Heather Parry, the shop’s managing director, said: “When we first opened Fodder back in 2009, we never imagined it would turn out to be the size and stature that it is today.

“Fodder stands for everything the Yorkshire Agricultural Society, as a farming charity, believes in - a passion for Yorkshire, its farmers and producers, whilst helping consumers to choose local.”

Farm shops can hugely benefit their farmer suppliers.

Miss Parry said: “For some, Fodder is their largest single retail customer and therefore our business is critical to their long-term sustainability; a responsibility that we take very seriously.”

Great future for farm shops

Some 300 UK farm shops and farmers’ markets are members of the Farm Retail Association, while farm directory website, Fabulous Farm Shops, lists more than 1,200 farm shops across England, including 89 in Yorkshire.

Somerset-based Claire Mortimer is one of the partners behind the website. It was launched in January last year to support farm shops, many of which have a limited online presence, and there are plans for the website to offer more in future and become a one-stop-shop for farm-based retailers by listing local food and drink suppliers and farm shop service providers.

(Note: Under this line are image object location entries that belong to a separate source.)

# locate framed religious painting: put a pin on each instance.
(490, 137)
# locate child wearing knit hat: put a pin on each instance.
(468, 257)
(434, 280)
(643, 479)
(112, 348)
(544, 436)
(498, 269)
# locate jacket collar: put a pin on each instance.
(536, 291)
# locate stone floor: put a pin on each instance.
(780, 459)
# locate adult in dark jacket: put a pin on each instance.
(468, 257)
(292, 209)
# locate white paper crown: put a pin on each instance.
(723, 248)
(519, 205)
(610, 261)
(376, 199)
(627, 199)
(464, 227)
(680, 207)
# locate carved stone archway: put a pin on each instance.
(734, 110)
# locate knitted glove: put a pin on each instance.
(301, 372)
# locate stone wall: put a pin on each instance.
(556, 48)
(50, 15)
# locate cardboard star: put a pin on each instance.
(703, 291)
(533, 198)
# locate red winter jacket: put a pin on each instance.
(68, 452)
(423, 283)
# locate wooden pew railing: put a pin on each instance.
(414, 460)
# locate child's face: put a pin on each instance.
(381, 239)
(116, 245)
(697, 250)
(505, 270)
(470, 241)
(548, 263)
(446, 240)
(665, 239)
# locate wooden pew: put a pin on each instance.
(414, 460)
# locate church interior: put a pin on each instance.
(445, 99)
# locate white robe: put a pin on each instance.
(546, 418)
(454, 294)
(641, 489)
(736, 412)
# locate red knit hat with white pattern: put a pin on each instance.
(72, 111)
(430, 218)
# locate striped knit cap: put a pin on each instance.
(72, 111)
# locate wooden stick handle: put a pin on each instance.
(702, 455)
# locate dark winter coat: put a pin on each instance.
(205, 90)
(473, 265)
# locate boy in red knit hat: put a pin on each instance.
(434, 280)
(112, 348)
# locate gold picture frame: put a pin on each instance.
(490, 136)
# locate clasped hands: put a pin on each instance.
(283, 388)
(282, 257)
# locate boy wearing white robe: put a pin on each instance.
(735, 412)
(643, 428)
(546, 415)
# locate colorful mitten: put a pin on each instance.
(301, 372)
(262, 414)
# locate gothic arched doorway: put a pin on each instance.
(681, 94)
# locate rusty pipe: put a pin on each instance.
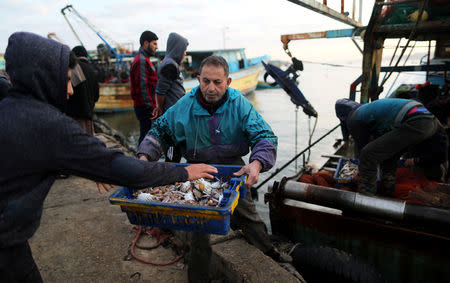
(378, 206)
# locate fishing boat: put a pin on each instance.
(243, 72)
(346, 236)
(115, 61)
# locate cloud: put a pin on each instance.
(255, 25)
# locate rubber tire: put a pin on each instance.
(325, 264)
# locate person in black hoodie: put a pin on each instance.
(169, 88)
(80, 105)
(39, 142)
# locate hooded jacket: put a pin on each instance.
(343, 109)
(39, 141)
(143, 78)
(170, 82)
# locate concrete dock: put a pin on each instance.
(83, 238)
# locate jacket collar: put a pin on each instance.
(233, 94)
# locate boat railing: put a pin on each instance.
(301, 153)
(411, 68)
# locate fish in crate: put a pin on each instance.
(196, 192)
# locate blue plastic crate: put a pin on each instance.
(197, 218)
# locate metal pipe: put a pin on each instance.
(377, 206)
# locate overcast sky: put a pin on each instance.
(253, 24)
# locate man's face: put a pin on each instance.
(69, 84)
(213, 83)
(151, 46)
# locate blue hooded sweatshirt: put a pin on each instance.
(170, 82)
(39, 141)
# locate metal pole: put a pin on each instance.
(296, 135)
(382, 207)
(360, 11)
(278, 170)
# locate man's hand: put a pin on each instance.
(156, 113)
(252, 170)
(197, 171)
(105, 186)
(409, 162)
(143, 157)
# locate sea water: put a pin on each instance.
(322, 85)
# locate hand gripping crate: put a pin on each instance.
(196, 218)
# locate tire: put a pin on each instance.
(325, 264)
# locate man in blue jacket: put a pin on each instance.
(216, 124)
(39, 142)
(383, 130)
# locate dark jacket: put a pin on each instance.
(170, 82)
(143, 78)
(39, 141)
(81, 104)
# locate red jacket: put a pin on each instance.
(143, 80)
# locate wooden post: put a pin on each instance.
(372, 55)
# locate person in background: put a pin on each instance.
(169, 88)
(383, 130)
(216, 124)
(5, 85)
(80, 105)
(143, 78)
(39, 142)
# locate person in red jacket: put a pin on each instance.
(143, 79)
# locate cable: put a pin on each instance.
(311, 133)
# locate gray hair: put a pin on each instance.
(216, 61)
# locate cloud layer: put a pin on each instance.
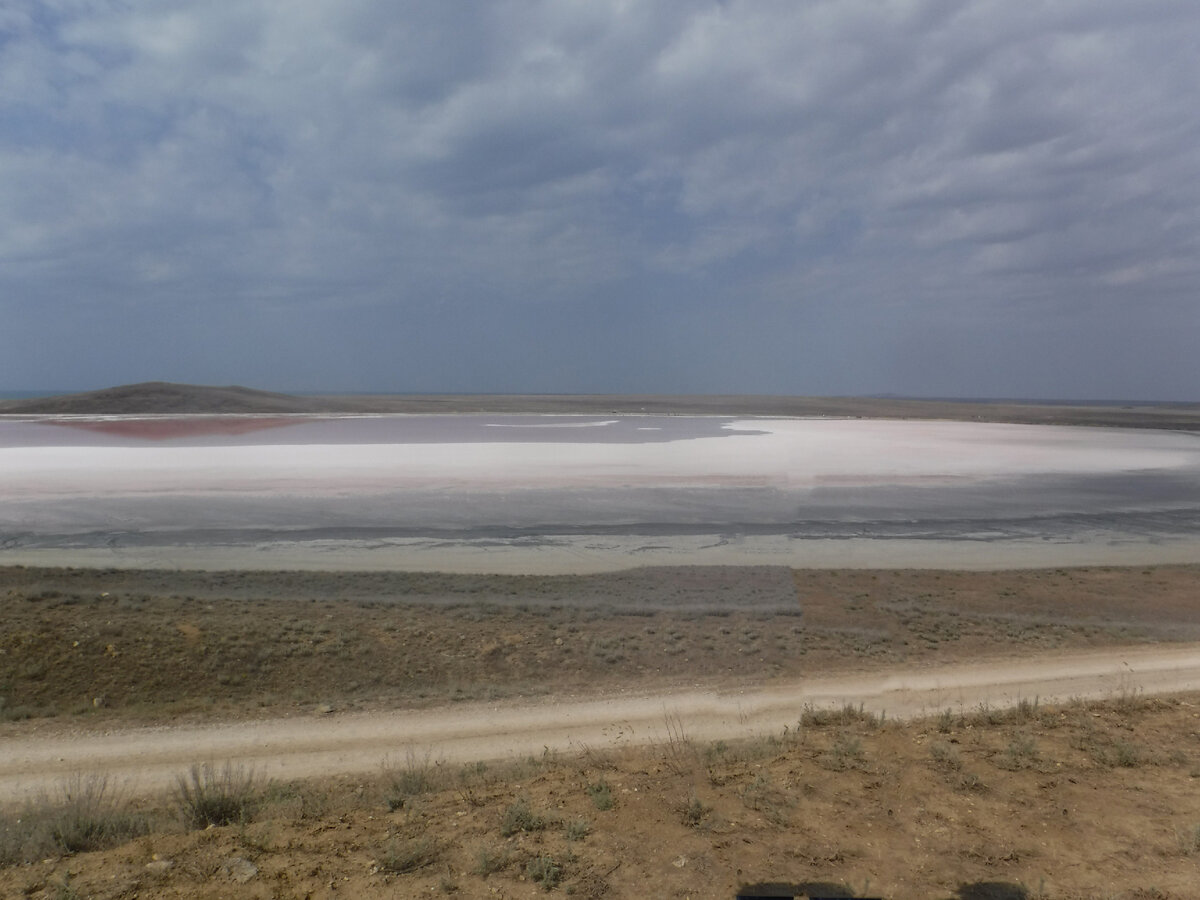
(923, 197)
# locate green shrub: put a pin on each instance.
(489, 861)
(545, 871)
(577, 829)
(521, 817)
(402, 857)
(216, 797)
(601, 795)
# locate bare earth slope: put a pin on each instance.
(149, 760)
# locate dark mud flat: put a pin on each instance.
(162, 645)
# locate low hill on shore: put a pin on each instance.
(167, 399)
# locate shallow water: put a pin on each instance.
(691, 489)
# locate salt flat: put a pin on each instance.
(559, 493)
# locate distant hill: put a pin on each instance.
(167, 399)
(161, 397)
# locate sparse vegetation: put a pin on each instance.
(601, 795)
(407, 780)
(208, 796)
(84, 815)
(545, 870)
(521, 817)
(401, 857)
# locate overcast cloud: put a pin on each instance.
(984, 198)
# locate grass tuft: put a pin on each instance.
(208, 796)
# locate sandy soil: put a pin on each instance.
(148, 761)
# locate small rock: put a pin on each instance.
(239, 869)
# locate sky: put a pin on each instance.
(805, 197)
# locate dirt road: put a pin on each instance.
(147, 761)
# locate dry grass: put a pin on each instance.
(909, 809)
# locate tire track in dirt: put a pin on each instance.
(147, 761)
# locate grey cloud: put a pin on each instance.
(900, 168)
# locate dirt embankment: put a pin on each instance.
(107, 645)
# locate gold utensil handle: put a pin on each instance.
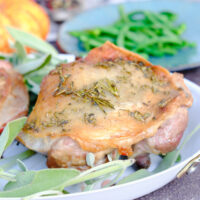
(190, 166)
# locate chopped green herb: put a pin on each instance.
(139, 116)
(89, 118)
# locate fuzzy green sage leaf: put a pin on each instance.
(10, 132)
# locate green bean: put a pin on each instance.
(144, 32)
(121, 36)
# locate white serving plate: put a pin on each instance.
(137, 188)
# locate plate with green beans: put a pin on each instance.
(165, 32)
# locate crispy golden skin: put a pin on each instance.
(112, 99)
(14, 98)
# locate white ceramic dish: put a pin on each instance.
(137, 188)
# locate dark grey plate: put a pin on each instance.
(188, 12)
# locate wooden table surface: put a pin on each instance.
(188, 186)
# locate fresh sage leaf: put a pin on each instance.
(7, 163)
(31, 41)
(10, 132)
(32, 86)
(33, 65)
(90, 159)
(109, 157)
(7, 176)
(20, 50)
(21, 165)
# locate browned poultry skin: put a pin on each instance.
(14, 98)
(112, 99)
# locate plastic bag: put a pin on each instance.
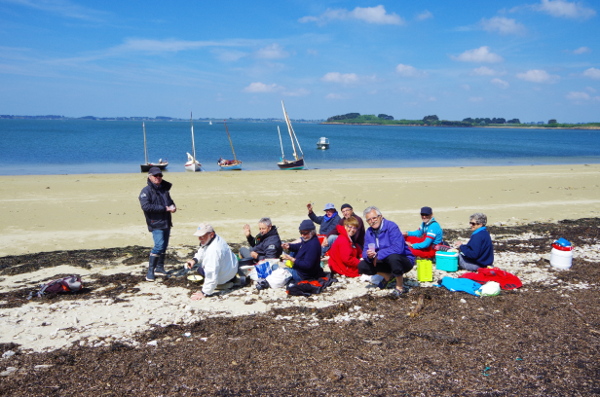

Ms Mortimer, who has more than 30 years’ retail experience, believes farm shops have a greater future than most supermarket chains.

“I think many of the supermarkets, eventually, will die out,” she said. “Farm shops are only going to get bigger and stronger, and there will be more of them because people want fresh produce and they want to know where their food comes from.”

Fodder's 10th celebrations

To mark the 10th year of Fodder, its head chef Mehdi Boukemach and Yorkshire chef Steph Moon will host a celebration evening on June 20 - and a few tickets remain on sale for the event.

On the same day, customers can get 10 per cent off their shopping, while throughout June, prizes are on offer via social media competitions.